The report from the Economic Policy Institute claims ‘CEO compensation has grown 940% since 1978 while typical worker compensation has risen only 12% during that time,’ stinks of yet another attempt to invoke populist envy.
Or you may have also heard about the CEO-to-worker pay gap rising from 21 to 1 to 400 to 1 since the 1970s, is any of this actually true, and if yes, why?
Let us look at these claims one by one. Let’s start with the low rise in workers’ compensation since the 1970s of only 12%.
Only a 12% rise in compensation since 1978 for a typical worker if true, would be a concern in itself, without even looking at the CEO numbers. However, as other studies that have claimed a low rise in income for middle or lower-class workers, this study understates the numbers by only looking at wages. Since 1978, total compensation has moved away from wages, and has included a number of benefits such as healthcare, and guess what, equity sharing. Even Walmart cashiers can be part of equity-sharing accounts these days. This is the main trick that is used to understate the growth of worker compensation. The real median personal income has grown by over 60% since the 1970s.
https://fred.stlouisfed.org/series/MEPAINUSA672N
Now let’s investigate the claim about CEO compensation. The first thing you should know is that the CEO pay numbers that these studies are looking at are not the average CEO pay but rather the CEO pay of the top 500 CEOs in the country. They are taking the companies from the S&P500, or what essentially are the top 500 companies in the US, and averaging out the pay of those CEOs. Then comparing that pay to an average worker. This is how they come to and calculate the 400 to 1 pay gap ratio.
The truth is that the average CEO pay in the US is actually about 260k, while the average worker pay is 60k, a 4 to 1 ratio, not 400 to 1, when comparing apples to apples. These numbers come from BLS, if you are worried about bias. The top 500 CEOs of course make somewhere around 20 million dollars a year on average, but if we compare them fairly to top workers in the same companies, there are also top engineers that make millions of dollars a year.
But let’s be fair here, the analysis is also looking at the change in the pay gap since 1978, and claiming a very large rise in the gap. However, the way they come to this calculation is not exactly true either.
The first thing we should do is just admit to ourselves that in part, this is just a mathematical thing, a fact of reality that the best of the best are always improving and setting new records, while the average moves up slower simply due to the fact that it is the average. This is true in anything and everything. The top Olympic scores are always improving, while the average is staying about the same. Top actors are more talented, get paid more, top NBA players score more, even the gap between the top worker, the top engineer, and the average worker/engineer has no doubt increased substantially.

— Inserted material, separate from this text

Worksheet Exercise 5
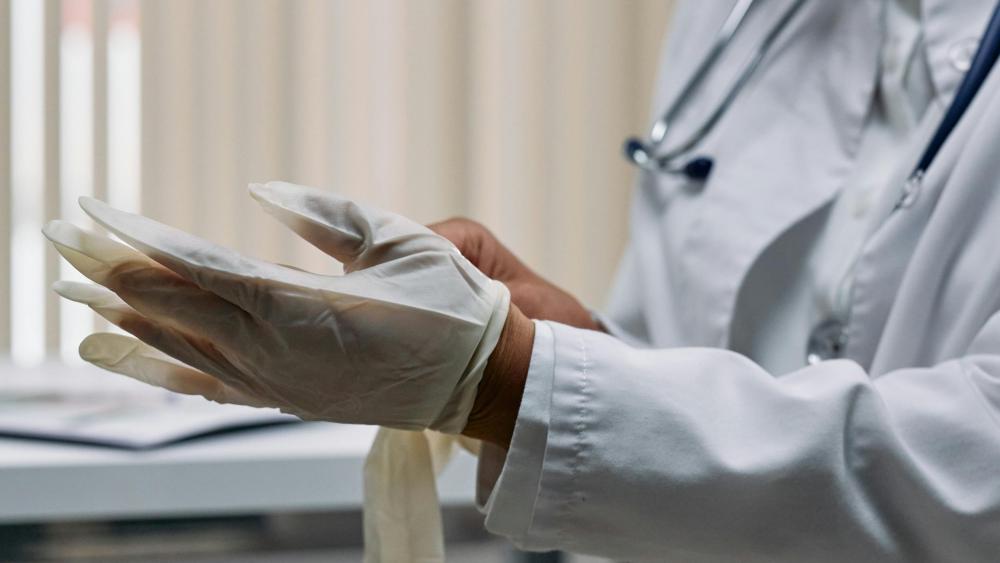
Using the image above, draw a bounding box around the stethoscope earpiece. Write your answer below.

However, this is not the top factor or contributor to the rise in the CEO to worker pay gap. The main factor is the change in the CEO pay structure. In the 1970s companies wanted to align the executives’ interests with the shareholders, and thus began the trend toward greater use of equity-based compensation for CEOs. CEOs began to be compensated with stock. Given this trend, the regulatory environment also changed, requiring more detailed reporting of stock options and equity for CEO compensation. So one factor for the CEO to worker pay gap being smaller prior to 1978 is the simple fact that stock compensation was simply not reported.
Given that the majority of CEO compensation today is tied to the stock market performance, the next step for inflating CEO pay and thus the pay gap ratio should be obvious, pick a good year for the stock market. When you pick a good stock market performance year, obviously CEOs who are mostly paid in stock are going to have an inflated compensation. But the stock market is very volatile, and as a result so are CEO compensation levels. It is actually quite common for CEOs to see negative compensation. If for instance, you would use the year 2002 as a data point, or really any other bad year for the stock market, you would find that 40% of CEOs actually lost money.

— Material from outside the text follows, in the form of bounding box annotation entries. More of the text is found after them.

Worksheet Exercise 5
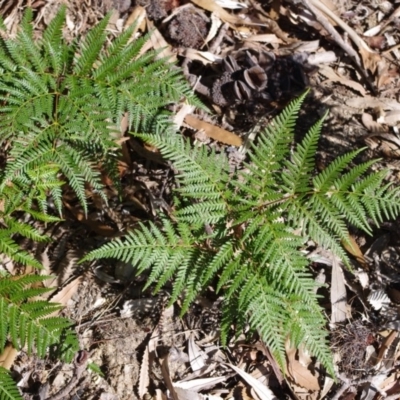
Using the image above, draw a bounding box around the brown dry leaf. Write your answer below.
[178,48,221,65]
[192,0,251,25]
[361,113,386,132]
[174,376,227,393]
[285,340,320,391]
[342,234,369,271]
[0,344,18,369]
[318,66,366,96]
[188,333,205,372]
[383,111,400,126]
[138,345,150,399]
[358,47,382,74]
[161,354,179,400]
[375,331,399,365]
[346,96,400,111]
[124,6,147,36]
[225,364,276,400]
[330,257,347,324]
[185,115,243,147]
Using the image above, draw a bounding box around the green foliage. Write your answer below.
[85,94,400,374]
[0,275,79,361]
[0,7,199,214]
[0,6,200,399]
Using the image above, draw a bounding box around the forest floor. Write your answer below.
[0,0,400,400]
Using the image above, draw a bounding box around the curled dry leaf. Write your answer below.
[330,257,347,324]
[188,333,205,372]
[361,113,386,132]
[124,6,147,36]
[285,340,320,391]
[138,345,150,399]
[192,0,253,25]
[318,66,366,96]
[226,364,276,400]
[185,115,242,147]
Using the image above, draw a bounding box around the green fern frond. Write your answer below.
[83,90,400,374]
[0,275,79,360]
[0,6,200,213]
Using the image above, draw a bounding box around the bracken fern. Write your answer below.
[0,7,201,399]
[85,94,400,374]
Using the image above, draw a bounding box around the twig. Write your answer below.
[302,0,378,95]
[46,350,89,400]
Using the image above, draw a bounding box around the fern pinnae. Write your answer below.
[282,114,327,195]
[73,13,111,76]
[313,149,364,193]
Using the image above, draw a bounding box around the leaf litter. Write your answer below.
[0,0,400,400]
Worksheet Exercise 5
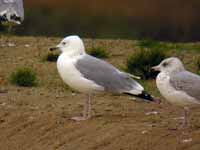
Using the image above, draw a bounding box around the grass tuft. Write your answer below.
[10,68,37,87]
[88,47,109,58]
[126,49,167,79]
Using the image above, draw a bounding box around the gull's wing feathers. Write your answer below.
[75,55,144,95]
[170,71,200,100]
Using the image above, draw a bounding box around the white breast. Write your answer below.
[156,73,199,106]
[57,53,104,92]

You would think that the left, who tends to be the side propagating these numbers to invoke populist envy would be happy the CEOs today are being paid in stock, because this means that the majority of their compensation is not coming out from company income, which means more is left for the workers. I don’t think anyone even realizes this fact honestly. When a company compensates a CEO with stock, they issue new stock. This costs nothing for the company, and the value of that stock is taken from the value of the stock held by the current shareholders. Basically, what the issuance of new stock does is dilute the value of existing shares in the market. From the perspective of the left, who keep claiming that CEOs are compensated with the value created by the workers, this should be a great thing, the CEOs are actually being compensated by the value of other shareholders.

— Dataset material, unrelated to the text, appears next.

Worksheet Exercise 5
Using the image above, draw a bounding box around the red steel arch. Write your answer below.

Let’s take Jeff Bezos as an example. Famously Bezos only paid himself a salary of 80k. His billions come from the appreciation of the value of the stock he owns since the creation of the company. If he wants to realize any of his billions in actual cash he has to sell the stock, and there has to be an existing shareholder, or perspective buyer who is willing to give him cash for this stock. This means the people paying Bezos are not the workers of Amazon, but other shareholders, or other stock traders who want to acquire Amazon stock.